Transcript of SPE-93594-MS-P

Page 1: SPE-93594-MS-P

Copyright 2005, Society of Petroleum Engineers Inc. This paper was prepared for presentation at the 2005 Asia Pacific Oil & Gas Conference and Exhibition held in Jakarta, Indonesia, 5 – 7 April 2005. This paper was selected for presentation by an SPE Program Committee following review of information contained in a proposal submitted by the author(s). Contents of the paper, as presented, have not been reviewed by the Society of Petroleum Engineers and are subject to correction by the author(s). The material, as presented, does not necessarily reflect any position of the Society of Petroleum Engineers, its officers, or members. Papers presented at SPE meetings are subject to publication review by Editorial Committees of the Society of Petroleum Engineers. Electronic reproduction, distribution, or storage of any part of this paper for commercial purposes without the written consent of the Society of Petroleum Engineers is prohibited. Permission to reproduce in print is restricted to a proposal of not more than 300 words; illustrations may not be copied. The proposal must contain conspicuous acknowledgment of where and by whom the paper was presented. Write Librarian, SPE, P.O. Box 833836, Richardson, TX 75083-3836, U.S.A., fax 01-972-952-9435. Abstract

The original Kulin Horizontal well project scope was to drill two horizontal wells and run Electric Submersible Progressive Cavity Pumps (ESPCP’s). ESPCP is a combination of Progressive Cavity Pump (PCP) and Electric Submersible Pump (ESP) motor as a down hole fluid lifting system and is ideal for use in horizontal wells. With rod less system, it will eliminate friction loss at tubing and rod. The PCP has more resistance to sand production and provides high efficiency production of viscous fluid. The Kulin Horizontal Drilling project started in early 2002 and ended in February 2003. The first horizontal well was Kulin 082 (KL082) and the second well was Kulin 083 (KL083). After the wells were completed using ESPCP as artificial lift, the initial production for KL082 was 708 BFPD, 531 BOPD, 25% water cut and KL083 was 518 BFPD, 394 BOPD, 24% water cut. The initial production was above estimated initial production of 300 BOPD/well.
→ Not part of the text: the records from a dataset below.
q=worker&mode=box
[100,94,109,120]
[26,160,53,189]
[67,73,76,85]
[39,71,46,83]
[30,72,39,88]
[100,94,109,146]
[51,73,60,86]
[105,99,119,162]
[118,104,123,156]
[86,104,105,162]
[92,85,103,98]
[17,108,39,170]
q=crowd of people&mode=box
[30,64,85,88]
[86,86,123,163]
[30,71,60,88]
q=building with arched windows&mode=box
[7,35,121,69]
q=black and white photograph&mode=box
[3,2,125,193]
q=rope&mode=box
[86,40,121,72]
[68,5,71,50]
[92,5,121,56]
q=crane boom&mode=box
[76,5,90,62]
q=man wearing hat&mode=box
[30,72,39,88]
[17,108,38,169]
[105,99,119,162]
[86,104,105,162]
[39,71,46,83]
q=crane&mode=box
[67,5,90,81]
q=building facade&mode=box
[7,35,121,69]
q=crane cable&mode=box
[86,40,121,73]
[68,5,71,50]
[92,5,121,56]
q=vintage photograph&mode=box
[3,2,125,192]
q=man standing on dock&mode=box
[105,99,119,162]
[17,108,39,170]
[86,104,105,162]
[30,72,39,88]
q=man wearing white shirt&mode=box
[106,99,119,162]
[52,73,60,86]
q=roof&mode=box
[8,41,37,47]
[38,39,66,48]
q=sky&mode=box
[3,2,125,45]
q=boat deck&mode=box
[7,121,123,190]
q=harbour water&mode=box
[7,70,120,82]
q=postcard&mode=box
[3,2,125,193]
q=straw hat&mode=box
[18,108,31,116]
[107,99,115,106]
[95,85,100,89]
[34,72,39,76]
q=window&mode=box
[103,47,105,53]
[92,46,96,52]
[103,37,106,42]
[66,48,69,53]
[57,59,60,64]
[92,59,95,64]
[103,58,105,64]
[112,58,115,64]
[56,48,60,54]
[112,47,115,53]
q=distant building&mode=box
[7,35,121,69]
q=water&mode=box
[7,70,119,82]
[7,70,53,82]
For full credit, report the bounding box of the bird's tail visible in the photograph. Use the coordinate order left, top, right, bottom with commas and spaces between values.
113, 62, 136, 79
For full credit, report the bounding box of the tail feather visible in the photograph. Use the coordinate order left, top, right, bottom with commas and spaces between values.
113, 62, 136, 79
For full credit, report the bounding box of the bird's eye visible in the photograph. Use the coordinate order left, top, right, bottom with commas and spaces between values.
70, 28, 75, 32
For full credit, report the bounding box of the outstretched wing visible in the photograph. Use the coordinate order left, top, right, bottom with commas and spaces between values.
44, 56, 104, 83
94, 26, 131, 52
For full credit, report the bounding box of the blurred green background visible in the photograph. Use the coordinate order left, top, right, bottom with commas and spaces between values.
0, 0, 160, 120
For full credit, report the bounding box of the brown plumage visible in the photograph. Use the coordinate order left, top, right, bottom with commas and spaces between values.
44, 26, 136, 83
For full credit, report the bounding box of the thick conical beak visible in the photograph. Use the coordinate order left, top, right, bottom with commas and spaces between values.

The ESPCP’s in both Kulin horizontal wells are installed in tangent sections with less than 2 o/100 ft build rate inside 9-5/8” production casing. The design threshold for ESPCPs is up to a maximum of 15o/100 ft build rate in the tangent section. The stator elastomer inside the PCP is operated at temperatures between 135oF and 150 oF and this is below the maximum temperature limitation for the elastomer. The flow rates, head and pump efficiency of the ESPCPs are controlled using surface mounted Variable Speed Drive (VSD).

As of June 2004, the ESPCPs that are installed in both Kulin horizontal wells have been operating for over 450 days and 800 days respectively without any mechanical problem from pump or ESP failures. Both ESPCPs was down in period mid of June’04 until early August’04 when the Kulin field was shut down due to facility safety issue.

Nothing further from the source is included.